Un discours sorti des « 1001 nuits »
Le discours de Michel Barnier sur sa politique générale devant l'Assemblée Nationale était autant sympathique qu'irréaliste. Et il y a de forts doutes qu'il ait le temps de mettre ses projets en œuvre.
(KL) – Évidemment, le nouveau premier ministre voulait proposer un peu quelque chose pour tout le monde, même les écologistes, même la gauche, et surtout à la droite et à l’extrême-droite. Si l’homme est crédible et se soucie réellement de la France, son « programme » n’en est pas un, car il n’aura probablement pas de majorité pour les choses qu’il veut mettre en œuvre. La meilleure phrase de Barnier était sa conclusion : « Prenons soin de la République : elle est fragile ». Mais ce que Barnier n’a pas dit, c’est que c’est son patron Emmanuel Macron qui l’a fragilisée à ce point.
Dans un souci de faire adhérer tout le monde à son « programme », Barnier a proposé un engagement pour la protection du climat (le bonbon un peu floue pour les écologistes), l’augmentation du SMIC de 2% le 1er Novembre (le bonbon pour la gauche), la « révision » (et non pas l’abolition) de la réforme des retraites (le bonbon pour tout le monde sauf les macronistes), l’utilisation des techniques de surveillance éprouvées lors des JO à Paris, comme la reconnaissance faciale numérique (un des bonbons pour l’extrême-droite, malgré l’interdiction de l’Union Européenne d’utiliser de tels systèmes…), et d’autres éléments qui seront, selon toute vraisemblance, impossibles à mettre en œuvre, par manque d’une majorité.
Très intéressants aussi, les réactions des chefs des groupes présents à l’Assemblée Nationale. Si Marine Le Pen a précisé au premier ministre ce qu’il pouvait faire et ce qu’il ne pouvait pas faire, démontrant ainsi qui dirige réellement la politique française, le chef du groupe des macronistes Gabriel Attal a profité de l’occasion pour faire un discours qui était davantage la préparation de sa candidature à la présidence, tandis que Mathilde Panot pour la LFI a estimé nécessaire de vociférer sur le premier ministre, répétant les positions d’extrême-gauche concernant le soutien inconditionnel et foncièrement antisémite de son parti pour la Palestine. Pour le PS, Boris Vallaud a vivement critiqué ce gouvernement de droite, estimant que la démocratie est actuellement en péril en France. Comprendre : les partis présents dans l’hémicycle ne trouveront jamais des accords nécessaires pour que la France puisse être gouvernée jusqu’aux prochaines élections présidentielles, prévues en 2027, mais il y a de forts doutes que le président mal aimé puisse se maintenir d’ici là.
Michel Barnier risque de devenir une sorte de « héro romantique » qui échouera face à l’incapacité du monde politique français de se défendre contre le « putsch » macronien et de négocier en vue de trouver un dénominateur commun.
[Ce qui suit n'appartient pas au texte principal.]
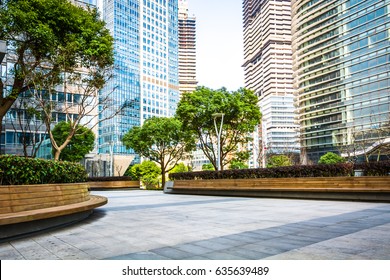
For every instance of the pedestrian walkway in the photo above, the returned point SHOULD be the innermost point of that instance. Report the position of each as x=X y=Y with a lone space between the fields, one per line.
x=151 y=225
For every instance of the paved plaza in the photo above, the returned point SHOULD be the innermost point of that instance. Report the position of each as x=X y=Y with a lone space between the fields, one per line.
x=151 y=225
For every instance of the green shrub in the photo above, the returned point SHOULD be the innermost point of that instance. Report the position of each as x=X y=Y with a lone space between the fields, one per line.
x=208 y=166
x=328 y=170
x=27 y=171
x=236 y=164
x=148 y=172
x=278 y=161
x=331 y=158
x=180 y=167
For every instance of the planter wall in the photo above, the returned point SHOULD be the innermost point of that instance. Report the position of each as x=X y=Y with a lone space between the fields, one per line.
x=29 y=208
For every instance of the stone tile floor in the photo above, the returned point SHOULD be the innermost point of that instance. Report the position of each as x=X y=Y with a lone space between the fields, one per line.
x=151 y=225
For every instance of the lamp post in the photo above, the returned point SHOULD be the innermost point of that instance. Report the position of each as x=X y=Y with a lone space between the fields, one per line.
x=215 y=116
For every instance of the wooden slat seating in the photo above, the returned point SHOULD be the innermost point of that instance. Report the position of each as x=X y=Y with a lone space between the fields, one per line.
x=27 y=203
x=323 y=185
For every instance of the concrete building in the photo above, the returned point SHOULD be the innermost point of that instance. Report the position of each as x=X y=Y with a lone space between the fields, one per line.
x=268 y=72
x=22 y=132
x=187 y=49
x=341 y=55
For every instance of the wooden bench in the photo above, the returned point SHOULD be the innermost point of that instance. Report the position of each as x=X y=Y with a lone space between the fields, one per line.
x=355 y=188
x=97 y=185
x=28 y=203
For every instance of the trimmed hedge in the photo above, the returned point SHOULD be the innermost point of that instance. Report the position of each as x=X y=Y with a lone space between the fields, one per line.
x=377 y=168
x=28 y=171
x=326 y=170
x=381 y=168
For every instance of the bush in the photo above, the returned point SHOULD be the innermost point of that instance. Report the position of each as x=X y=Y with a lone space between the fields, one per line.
x=331 y=170
x=278 y=161
x=147 y=172
x=235 y=164
x=180 y=167
x=27 y=171
x=208 y=166
x=377 y=168
x=331 y=158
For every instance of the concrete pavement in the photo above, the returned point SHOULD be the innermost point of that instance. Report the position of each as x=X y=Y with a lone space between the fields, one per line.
x=151 y=225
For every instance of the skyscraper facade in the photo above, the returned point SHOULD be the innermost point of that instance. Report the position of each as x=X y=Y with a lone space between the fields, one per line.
x=268 y=72
x=187 y=49
x=145 y=80
x=341 y=55
x=23 y=132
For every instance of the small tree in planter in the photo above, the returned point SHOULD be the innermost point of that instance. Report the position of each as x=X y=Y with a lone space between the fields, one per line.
x=147 y=172
x=331 y=158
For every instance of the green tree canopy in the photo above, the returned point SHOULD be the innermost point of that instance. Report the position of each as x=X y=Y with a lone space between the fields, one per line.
x=147 y=172
x=161 y=140
x=180 y=167
x=235 y=164
x=279 y=160
x=241 y=115
x=331 y=158
x=81 y=144
x=47 y=38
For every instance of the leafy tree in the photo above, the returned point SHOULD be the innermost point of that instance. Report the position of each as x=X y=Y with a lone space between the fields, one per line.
x=161 y=140
x=81 y=143
x=279 y=160
x=180 y=167
x=235 y=164
x=241 y=115
x=208 y=166
x=331 y=158
x=147 y=172
x=49 y=41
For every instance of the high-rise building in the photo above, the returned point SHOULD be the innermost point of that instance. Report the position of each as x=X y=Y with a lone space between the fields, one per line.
x=341 y=55
x=268 y=72
x=145 y=80
x=22 y=132
x=187 y=49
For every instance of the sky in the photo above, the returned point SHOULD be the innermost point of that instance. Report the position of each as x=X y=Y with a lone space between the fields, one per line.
x=219 y=39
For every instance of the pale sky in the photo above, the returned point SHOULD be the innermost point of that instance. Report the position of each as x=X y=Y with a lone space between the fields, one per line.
x=219 y=42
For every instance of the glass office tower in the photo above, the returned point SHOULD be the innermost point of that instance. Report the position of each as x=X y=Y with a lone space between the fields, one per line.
x=341 y=55
x=145 y=80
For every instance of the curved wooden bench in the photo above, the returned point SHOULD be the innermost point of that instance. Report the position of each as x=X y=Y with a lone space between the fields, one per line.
x=23 y=204
x=97 y=185
x=350 y=188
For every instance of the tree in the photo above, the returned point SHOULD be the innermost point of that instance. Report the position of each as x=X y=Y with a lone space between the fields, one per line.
x=236 y=164
x=241 y=115
x=208 y=166
x=279 y=160
x=147 y=172
x=51 y=43
x=180 y=167
x=331 y=158
x=161 y=140
x=81 y=143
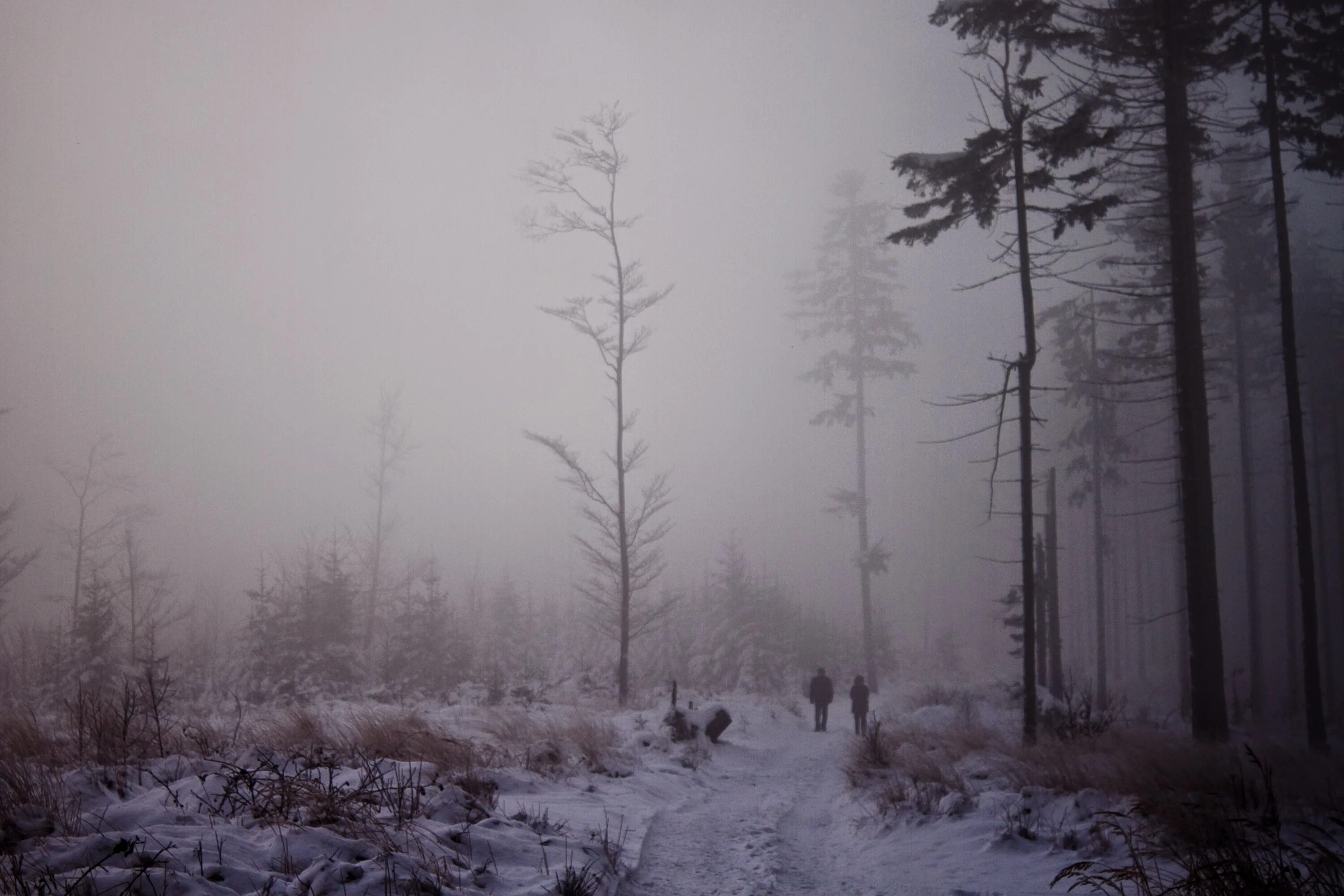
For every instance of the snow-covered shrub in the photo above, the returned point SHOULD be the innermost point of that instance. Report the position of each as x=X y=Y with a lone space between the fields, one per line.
x=1213 y=845
x=1073 y=715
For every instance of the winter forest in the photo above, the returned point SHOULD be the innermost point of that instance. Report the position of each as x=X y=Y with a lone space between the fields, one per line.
x=672 y=448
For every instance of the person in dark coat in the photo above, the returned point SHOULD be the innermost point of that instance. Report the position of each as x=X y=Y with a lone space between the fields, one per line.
x=859 y=706
x=822 y=694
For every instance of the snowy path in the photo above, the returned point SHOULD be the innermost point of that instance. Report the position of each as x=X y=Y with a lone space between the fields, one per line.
x=769 y=820
x=772 y=816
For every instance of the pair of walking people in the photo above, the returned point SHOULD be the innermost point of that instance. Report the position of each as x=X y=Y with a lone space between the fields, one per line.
x=822 y=692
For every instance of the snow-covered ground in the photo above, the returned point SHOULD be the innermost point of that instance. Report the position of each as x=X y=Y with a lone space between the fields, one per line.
x=767 y=810
x=773 y=813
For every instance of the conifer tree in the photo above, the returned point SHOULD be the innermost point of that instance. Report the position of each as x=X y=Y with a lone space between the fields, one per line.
x=847 y=303
x=1029 y=162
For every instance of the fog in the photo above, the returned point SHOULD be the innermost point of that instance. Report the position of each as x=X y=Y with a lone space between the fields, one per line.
x=228 y=229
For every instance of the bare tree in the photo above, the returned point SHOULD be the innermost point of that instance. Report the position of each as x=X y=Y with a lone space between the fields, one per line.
x=1030 y=160
x=389 y=431
x=147 y=597
x=849 y=300
x=624 y=552
x=13 y=563
x=92 y=481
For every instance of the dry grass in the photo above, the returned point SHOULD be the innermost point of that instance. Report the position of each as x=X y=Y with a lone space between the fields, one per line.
x=551 y=746
x=1152 y=766
x=31 y=786
x=1158 y=766
x=409 y=737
S’il est compréhensible que la gauche, donc le « Nouveau Front Populaire » soit en colère après que la macronie ait totalement ignoré les résultats des élections anticipées déclenchées par elle-même, le Rassemblement-ex-Front National s’est montré plus ouvert au dialogue. Peu étonnant, puisque le gouvernement est obligé de ne proposer que des choses qui trouvent l’approbation de l’extrême-droite. En soulignant qu’elle ne souhaite pas brandir tout le temps la menace de la motion de censure, Marine Le Pen a rappelé habilement au premier ministre qu’elle pourrait, à tout moment, utiliser cet instrument.
Personne ne peut enlever sa bonne volonté à Michel Barnier – mais son gouvernement est déjà condamné. On verra bien combien de semaines ou presque mois ce gouvernement tiendra.